The existence of complex geographic mosaics of species interactions and their role in shaping broad patterns of diversity has also been well-recognized (Thompson 1999, Gomulkiewicz et al. 2000, Thompson & Cunningham 2002). The most central tenet of these studies is that the intensity and outcomes of interactions between a pair, or group of species, can differ greatly across the geographic landscape, such that different traits are favored in different communities (Thompson 1999, Singer & McBride 2012). Geographic mosaics of species interactions have been observed in plant-pollinator (e.g. Thompson & Cunningham 2002), plant-herbivore (e.g. Singer & McBride 2012), plant-microbiome (e.g. Andonian et al. 2012), predator-prey (e.g. Toju & Sota 2006) and host-parasite interactions (e.g. Gandon & Nuismer 2009) among others. Surprisingly however, after 40 years of research (Morales and Traveset 2008, Ashman and Arceo-Gómez 2013), the extent as well as the ecological and evolutionary consequences of geographic mosaics of plant-plant interactions via HP transfer (intensity and effects) remains poorly understood. The ecological, environmental and genetic landscape on which HP transfer interactions occur changes constantly (see below). Thus, the intensity and outcomes of these interactions are likely to fluctuate and elicit different evolutionary responses in different populations (e.g. Hopkins & Rausher 2012, Arceo-Gómez & Ashman 2014a, Arceo-Gómez et al. 2016a), potentially contributing to local and global patterns of plant diversification and assembly.

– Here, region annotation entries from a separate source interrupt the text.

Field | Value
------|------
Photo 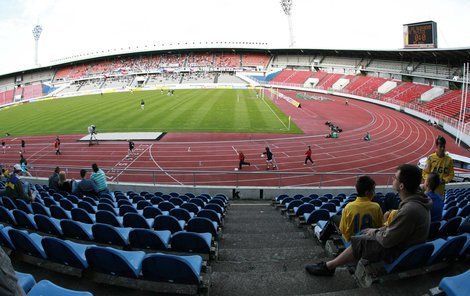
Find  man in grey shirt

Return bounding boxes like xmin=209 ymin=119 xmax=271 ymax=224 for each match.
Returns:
xmin=73 ymin=169 xmax=98 ymax=196
xmin=0 ymin=248 xmax=26 ymax=296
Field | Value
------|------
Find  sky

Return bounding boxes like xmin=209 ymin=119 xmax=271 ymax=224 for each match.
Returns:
xmin=0 ymin=0 xmax=470 ymax=75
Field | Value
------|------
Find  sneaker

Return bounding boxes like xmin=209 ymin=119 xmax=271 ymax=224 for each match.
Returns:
xmin=305 ymin=261 xmax=336 ymax=276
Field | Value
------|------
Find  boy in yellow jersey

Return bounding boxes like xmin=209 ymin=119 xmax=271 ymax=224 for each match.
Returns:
xmin=422 ymin=136 xmax=454 ymax=196
xmin=320 ymin=176 xmax=383 ymax=243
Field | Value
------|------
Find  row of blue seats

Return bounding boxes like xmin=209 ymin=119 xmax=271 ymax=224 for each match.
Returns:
xmin=0 ymin=206 xmax=219 ymax=239
xmin=16 ymin=271 xmax=93 ymax=296
xmin=3 ymin=229 xmax=203 ymax=287
xmin=0 ymin=216 xmax=215 ymax=255
xmin=0 ymin=207 xmax=218 ymax=255
xmin=384 ymin=233 xmax=470 ymax=273
xmin=0 ymin=197 xmax=224 ymax=226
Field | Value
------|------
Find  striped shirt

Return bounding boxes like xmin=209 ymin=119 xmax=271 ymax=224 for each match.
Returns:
xmin=90 ymin=169 xmax=108 ymax=192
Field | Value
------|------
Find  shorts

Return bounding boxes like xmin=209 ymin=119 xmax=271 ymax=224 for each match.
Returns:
xmin=351 ymin=235 xmax=400 ymax=263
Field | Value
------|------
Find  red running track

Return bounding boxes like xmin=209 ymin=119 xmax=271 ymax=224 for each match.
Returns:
xmin=1 ymin=95 xmax=468 ymax=186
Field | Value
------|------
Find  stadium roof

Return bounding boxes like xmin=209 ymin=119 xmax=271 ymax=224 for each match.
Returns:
xmin=0 ymin=47 xmax=470 ymax=77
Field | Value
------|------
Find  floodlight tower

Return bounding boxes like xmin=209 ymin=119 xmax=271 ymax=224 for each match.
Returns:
xmin=281 ymin=0 xmax=295 ymax=47
xmin=33 ymin=25 xmax=42 ymax=66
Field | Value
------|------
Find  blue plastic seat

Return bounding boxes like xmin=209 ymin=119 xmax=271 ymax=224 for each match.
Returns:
xmin=439 ymin=269 xmax=470 ymax=296
xmin=59 ymin=197 xmax=75 ymax=211
xmin=8 ymin=229 xmax=47 ymax=259
xmin=204 ymin=202 xmax=225 ymax=216
xmin=34 ymin=214 xmax=63 ymax=236
xmin=171 ymin=231 xmax=212 ymax=254
xmin=142 ymin=253 xmax=202 ymax=285
xmin=428 ymin=235 xmax=467 ymax=265
xmin=197 ymin=209 xmax=222 ymax=225
xmin=304 ymin=209 xmax=330 ymax=224
xmin=31 ymin=202 xmax=51 ymax=217
xmin=0 ymin=206 xmax=16 ymax=225
xmin=95 ymin=210 xmax=123 ymax=227
xmin=143 ymin=206 xmax=163 ymax=219
xmin=152 ymin=215 xmax=185 ymax=233
xmin=168 ymin=197 xmax=184 ymax=206
xmin=60 ymin=219 xmax=94 ymax=241
xmin=49 ymin=205 xmax=72 ymax=220
xmin=85 ymin=247 xmax=145 ymax=278
xmin=158 ymin=201 xmax=176 ymax=211
xmin=2 ymin=196 xmax=17 ymax=210
xmin=294 ymin=203 xmax=315 ymax=217
xmin=180 ymin=202 xmax=200 ymax=214
xmin=169 ymin=208 xmax=194 ymax=222
xmin=119 ymin=205 xmax=139 ymax=217
xmin=384 ymin=243 xmax=434 ymax=273
xmin=189 ymin=197 xmax=206 ymax=208
xmin=129 ymin=229 xmax=171 ymax=250
xmin=77 ymin=200 xmax=97 ymax=214
xmin=122 ymin=213 xmax=154 ymax=229
xmin=15 ymin=271 xmax=36 ymax=294
xmin=91 ymin=223 xmax=132 ymax=247
xmin=186 ymin=217 xmax=218 ymax=238
xmin=136 ymin=200 xmax=152 ymax=210
xmin=436 ymin=217 xmax=462 ymax=238
xmin=13 ymin=209 xmax=38 ymax=230
xmin=70 ymin=208 xmax=96 ymax=224
xmin=13 ymin=198 xmax=33 ymax=214
xmin=28 ymin=280 xmax=93 ymax=296
xmin=41 ymin=237 xmax=94 ymax=269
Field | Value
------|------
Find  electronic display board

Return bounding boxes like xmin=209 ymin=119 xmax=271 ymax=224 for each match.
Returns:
xmin=403 ymin=21 xmax=437 ymax=48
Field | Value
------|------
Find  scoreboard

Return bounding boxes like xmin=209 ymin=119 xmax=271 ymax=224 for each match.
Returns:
xmin=403 ymin=21 xmax=437 ymax=48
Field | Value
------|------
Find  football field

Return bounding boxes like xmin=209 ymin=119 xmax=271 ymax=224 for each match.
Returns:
xmin=0 ymin=89 xmax=302 ymax=136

Changes in the intensity of HP donation and receipt can result from spatial variation in conspecific flower density (Thomson et al. 2019) and changes in plant and pollinator community assemblages across the landscape (Arceo-Gómez & Ashman 2014a, Johnson & Ashman 2019). Variation in HP effects on the other hand, can fluctuate as a result of variation in resource availability (Celaya et al. 2005), pollen donor-recipient species co-existence history (Arceo-Gómez et al. 2016a) or genetic architecture (i.e. selfer vs outcrosser; Arceo-Gómez & Ashman 2014b). In spite of this, the intensity of HP receipt in any given species has been typically evaluated at a single location (but see Emer et al. 2015, Tur et al. 2016), and its fitness effects tested under constant greenhouse conditions (reviewed in Morales & Traveset 2008, Ashman & Arceo-Gómez 2013; but see Briggs et al. 2015). Thus, to this day, the degree to which the intensity and effects of HP receipt varies across broad spatial scales is virtually unknown for any species (but see Waites & Agren 2004). Hence, we have so far ignored the potential for geographic variation in HP transfer interactions in contributing to shape plant communities in nature.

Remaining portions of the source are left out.